Treasures from the Library of Congress were on display during an event in the East Room
President Obama delivers remarks during a Jewish American Heritage Month reception May 30, 2012

President Barack Obama delivers remarks during a Jewish American Heritage Month reception in the East Room of the White House, May 30, 2012. (Official White House Photo by Pete Souza)

Ed note: This was first published on the Library of Congress' official blog

For the third consecutive year, special items from the Library of Congress’ Jewish American collections have been put on display at the White House. In honor of Jewish American Heritage Month, President Barack Obama hosted a reception at 1600 Pennsylvania Ave. on Wednesday evening.

“Generations of Jewish Americans have brought to bear some of our country’s greatest achievements and forever enriched our national life,” he said in his official proclamation. “Our country is stronger for their contributions, and this month, we commemorate the myriad ways they have enriched the American experience.”

During his speech at the reception, President Obama focused in large part on Gen. Ulysses S. Grant’s order in 1862 to expel Jews “as a class” from the military department of Tennessee.

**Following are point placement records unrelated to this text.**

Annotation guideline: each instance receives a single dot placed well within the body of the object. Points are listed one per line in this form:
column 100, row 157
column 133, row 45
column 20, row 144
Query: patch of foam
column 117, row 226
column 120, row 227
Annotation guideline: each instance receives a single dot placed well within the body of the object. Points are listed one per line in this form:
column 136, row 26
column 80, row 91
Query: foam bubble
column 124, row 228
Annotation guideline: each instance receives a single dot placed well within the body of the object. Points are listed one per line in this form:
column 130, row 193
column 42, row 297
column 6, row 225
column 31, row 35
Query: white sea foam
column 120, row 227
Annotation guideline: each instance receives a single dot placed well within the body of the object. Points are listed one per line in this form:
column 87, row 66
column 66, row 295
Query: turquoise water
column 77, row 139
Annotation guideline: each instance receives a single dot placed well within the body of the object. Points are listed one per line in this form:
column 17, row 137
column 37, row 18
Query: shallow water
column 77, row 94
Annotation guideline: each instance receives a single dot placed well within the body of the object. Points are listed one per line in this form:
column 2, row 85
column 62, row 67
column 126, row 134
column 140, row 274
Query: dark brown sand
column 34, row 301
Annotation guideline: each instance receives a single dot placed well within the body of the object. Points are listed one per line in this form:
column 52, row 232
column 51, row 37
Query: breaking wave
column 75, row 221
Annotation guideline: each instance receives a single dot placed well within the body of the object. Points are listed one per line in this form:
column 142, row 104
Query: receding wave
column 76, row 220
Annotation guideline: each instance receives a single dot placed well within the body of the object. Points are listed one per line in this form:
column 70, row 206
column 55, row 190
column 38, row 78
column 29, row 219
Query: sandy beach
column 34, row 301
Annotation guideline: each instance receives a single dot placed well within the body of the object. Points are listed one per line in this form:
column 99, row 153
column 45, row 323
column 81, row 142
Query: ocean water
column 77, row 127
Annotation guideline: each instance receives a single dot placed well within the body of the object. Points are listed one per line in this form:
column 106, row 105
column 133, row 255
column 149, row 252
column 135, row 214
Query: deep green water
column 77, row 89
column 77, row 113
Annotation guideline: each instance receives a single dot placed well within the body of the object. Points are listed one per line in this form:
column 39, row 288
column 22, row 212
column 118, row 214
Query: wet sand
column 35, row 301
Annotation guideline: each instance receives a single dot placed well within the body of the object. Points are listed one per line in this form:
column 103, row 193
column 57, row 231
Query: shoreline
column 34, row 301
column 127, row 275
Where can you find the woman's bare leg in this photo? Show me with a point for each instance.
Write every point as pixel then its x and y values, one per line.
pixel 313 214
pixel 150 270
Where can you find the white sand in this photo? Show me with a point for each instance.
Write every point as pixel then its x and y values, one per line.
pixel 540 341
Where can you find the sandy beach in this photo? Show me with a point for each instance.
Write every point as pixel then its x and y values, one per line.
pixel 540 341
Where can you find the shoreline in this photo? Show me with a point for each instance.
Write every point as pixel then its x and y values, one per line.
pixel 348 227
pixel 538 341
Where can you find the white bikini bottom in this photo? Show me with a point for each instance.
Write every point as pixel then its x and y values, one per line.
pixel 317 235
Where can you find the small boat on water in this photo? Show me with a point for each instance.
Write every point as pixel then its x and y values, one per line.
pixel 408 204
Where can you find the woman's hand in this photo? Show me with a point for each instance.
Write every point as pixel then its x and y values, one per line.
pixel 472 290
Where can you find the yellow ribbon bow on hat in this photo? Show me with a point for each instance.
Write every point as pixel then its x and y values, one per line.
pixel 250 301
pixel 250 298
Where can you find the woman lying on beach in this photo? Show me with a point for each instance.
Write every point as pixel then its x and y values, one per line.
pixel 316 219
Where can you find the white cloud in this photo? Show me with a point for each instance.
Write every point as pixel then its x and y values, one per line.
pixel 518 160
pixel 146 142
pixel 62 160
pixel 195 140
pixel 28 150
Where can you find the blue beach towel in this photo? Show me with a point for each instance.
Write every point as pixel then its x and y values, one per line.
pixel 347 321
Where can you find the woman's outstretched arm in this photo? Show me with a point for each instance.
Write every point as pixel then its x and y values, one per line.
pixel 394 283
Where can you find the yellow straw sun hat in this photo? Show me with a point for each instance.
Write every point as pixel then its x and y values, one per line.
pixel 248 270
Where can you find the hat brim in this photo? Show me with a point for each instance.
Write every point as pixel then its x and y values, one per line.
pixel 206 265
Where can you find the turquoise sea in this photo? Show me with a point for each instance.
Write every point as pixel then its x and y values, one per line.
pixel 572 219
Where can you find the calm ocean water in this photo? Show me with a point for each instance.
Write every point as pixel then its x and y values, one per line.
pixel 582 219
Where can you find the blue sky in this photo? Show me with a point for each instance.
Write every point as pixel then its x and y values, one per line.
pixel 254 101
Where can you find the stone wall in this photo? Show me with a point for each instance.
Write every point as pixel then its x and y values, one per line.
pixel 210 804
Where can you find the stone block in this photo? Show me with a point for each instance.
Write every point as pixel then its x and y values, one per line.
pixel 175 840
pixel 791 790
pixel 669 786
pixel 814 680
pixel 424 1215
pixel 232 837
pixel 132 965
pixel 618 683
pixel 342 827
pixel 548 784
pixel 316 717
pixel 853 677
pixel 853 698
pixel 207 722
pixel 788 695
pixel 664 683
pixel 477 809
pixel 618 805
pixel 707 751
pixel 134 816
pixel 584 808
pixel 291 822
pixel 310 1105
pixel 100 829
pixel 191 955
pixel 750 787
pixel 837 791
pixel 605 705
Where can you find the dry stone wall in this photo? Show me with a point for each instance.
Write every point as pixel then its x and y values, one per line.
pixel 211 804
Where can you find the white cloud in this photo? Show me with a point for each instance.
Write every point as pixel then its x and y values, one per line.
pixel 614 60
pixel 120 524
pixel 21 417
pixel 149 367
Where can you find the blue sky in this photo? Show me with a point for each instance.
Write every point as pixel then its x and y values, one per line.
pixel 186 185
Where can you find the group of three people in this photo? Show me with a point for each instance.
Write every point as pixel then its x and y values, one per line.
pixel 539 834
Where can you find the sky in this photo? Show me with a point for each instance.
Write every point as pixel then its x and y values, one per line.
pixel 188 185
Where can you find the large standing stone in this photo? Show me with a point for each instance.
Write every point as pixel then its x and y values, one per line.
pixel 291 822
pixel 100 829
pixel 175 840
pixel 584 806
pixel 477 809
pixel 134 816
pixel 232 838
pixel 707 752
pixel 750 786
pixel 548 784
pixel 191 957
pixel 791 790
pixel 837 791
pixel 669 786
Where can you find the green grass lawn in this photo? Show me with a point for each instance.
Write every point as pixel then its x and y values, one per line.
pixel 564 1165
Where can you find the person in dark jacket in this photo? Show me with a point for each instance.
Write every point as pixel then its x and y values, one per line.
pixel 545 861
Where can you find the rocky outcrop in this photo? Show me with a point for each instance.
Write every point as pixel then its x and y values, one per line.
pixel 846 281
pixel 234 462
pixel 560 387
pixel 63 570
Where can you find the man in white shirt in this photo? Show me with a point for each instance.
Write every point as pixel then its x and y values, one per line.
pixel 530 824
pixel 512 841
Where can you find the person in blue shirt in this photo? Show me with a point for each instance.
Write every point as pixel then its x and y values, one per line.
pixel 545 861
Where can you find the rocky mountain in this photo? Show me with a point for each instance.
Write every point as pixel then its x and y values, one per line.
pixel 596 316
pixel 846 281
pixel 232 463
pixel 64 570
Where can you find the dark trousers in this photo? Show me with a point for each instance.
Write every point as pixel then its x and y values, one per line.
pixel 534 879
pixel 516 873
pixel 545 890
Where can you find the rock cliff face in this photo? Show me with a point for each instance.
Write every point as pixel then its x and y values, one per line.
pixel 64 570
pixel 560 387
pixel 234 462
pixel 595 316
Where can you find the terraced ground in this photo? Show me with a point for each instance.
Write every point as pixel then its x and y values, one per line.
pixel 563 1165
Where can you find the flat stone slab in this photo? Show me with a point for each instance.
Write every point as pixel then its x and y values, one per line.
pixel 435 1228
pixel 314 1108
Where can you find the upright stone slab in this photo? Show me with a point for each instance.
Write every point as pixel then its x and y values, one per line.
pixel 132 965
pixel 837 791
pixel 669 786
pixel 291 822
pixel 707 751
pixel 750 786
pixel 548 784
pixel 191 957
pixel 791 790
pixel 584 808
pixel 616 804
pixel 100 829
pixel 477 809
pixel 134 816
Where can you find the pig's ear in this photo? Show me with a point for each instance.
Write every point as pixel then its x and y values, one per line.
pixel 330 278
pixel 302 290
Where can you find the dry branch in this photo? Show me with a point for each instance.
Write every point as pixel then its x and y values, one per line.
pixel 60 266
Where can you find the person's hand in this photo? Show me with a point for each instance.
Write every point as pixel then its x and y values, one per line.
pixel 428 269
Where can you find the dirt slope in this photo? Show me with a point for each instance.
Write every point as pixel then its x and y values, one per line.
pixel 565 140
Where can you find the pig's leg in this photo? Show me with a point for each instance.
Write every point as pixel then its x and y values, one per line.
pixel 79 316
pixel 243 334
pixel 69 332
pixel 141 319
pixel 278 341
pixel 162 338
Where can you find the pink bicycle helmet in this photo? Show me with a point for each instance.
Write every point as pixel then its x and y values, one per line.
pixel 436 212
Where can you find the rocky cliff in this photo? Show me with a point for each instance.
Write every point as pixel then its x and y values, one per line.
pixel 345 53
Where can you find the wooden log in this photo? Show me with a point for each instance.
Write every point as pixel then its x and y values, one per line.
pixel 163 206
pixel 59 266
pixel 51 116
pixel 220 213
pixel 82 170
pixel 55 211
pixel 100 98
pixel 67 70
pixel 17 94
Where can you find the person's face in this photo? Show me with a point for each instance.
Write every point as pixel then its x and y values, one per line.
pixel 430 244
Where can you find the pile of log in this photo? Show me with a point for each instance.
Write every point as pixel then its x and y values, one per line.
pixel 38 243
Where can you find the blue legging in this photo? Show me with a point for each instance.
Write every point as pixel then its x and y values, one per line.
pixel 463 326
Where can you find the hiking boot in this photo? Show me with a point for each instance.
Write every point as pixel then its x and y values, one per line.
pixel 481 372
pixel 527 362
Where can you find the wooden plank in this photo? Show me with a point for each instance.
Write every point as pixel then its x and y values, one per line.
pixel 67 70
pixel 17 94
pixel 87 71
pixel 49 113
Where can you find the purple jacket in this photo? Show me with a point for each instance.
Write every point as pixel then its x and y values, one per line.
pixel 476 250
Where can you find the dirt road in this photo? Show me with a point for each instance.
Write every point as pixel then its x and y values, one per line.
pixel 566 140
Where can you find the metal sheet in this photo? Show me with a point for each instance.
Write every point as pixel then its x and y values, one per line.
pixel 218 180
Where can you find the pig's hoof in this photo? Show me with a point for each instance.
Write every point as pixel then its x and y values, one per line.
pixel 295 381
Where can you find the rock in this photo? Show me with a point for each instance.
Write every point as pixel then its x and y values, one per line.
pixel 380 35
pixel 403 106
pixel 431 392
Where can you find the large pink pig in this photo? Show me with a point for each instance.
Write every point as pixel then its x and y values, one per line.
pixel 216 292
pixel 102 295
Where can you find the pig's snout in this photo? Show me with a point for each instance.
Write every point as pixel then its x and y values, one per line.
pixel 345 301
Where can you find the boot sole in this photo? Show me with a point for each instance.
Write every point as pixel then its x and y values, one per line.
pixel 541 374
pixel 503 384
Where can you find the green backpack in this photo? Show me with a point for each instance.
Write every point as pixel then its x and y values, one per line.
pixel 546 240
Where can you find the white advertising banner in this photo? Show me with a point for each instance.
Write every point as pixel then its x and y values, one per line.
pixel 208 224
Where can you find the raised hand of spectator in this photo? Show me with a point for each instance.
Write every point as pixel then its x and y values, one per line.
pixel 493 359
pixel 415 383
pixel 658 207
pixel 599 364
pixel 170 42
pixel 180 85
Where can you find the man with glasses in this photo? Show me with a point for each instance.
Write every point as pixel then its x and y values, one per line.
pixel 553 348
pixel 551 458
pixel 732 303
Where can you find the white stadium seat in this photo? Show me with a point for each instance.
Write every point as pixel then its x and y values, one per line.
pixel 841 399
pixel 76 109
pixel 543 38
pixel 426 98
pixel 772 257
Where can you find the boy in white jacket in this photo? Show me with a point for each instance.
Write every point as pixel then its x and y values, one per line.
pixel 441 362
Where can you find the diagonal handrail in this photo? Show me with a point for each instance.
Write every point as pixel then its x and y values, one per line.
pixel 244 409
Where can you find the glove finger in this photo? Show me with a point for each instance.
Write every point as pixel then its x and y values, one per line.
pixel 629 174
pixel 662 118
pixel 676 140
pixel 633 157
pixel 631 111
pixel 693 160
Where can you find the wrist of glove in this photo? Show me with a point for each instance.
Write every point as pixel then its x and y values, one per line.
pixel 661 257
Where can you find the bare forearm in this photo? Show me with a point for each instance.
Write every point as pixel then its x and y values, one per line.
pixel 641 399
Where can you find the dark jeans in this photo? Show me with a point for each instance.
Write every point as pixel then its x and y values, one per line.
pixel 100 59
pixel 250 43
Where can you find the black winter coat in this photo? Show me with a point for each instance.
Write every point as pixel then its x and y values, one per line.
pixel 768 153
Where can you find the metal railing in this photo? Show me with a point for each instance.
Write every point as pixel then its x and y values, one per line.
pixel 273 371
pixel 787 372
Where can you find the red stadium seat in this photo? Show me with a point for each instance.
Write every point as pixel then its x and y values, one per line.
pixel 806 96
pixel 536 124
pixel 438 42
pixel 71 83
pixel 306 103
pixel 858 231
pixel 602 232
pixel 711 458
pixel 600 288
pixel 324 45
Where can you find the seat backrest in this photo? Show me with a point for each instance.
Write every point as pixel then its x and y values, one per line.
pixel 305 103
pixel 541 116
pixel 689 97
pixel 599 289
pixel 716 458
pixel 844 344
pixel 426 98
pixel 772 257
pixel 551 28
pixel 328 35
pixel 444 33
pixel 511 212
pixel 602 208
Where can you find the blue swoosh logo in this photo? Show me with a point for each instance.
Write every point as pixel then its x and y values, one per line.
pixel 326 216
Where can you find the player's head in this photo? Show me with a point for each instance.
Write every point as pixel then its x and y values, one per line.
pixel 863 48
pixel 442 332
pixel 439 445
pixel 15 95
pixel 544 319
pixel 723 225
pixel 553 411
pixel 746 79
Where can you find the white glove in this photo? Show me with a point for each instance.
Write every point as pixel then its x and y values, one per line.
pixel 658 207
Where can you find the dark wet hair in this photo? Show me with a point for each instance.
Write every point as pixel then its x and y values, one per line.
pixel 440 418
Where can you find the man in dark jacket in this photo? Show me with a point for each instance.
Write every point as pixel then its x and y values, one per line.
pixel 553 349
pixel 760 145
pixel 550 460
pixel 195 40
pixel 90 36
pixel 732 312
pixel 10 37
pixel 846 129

American Jews protested and, with the help of President Abraham Lincoln, the order was revoked.

“And to General Grant’s credit he later realized he had made a serious mistake,” the president said in his speech. “So later in his life he apologized for this order and as president went out of his way to appoint Jews to public office and to condemn the persecution of Jews in Eastern Europe.”

The small display of items contributed by the Library’s Manuscript Division included a set of “resolutions” to Lincoln from the Board of Delegates of American Israelites; a letter to Lincoln from The Missouri Lodge of “Bné B’rith,” the first Jewish organization to formally protest against Order No. 11; Lincoln’s note rescinding Order No. 11; and a receipt for President Grant’s contribution to Washington Synagogue Adas Israel, the first synagogue building built in DC.

Abraham Lincoln Paper from Library of Congress
Paper in Library of Congress

In 2004, the Library mounted a major exhibition titled “From Haven to Home” to commemorate 350 years of Jewish life in America.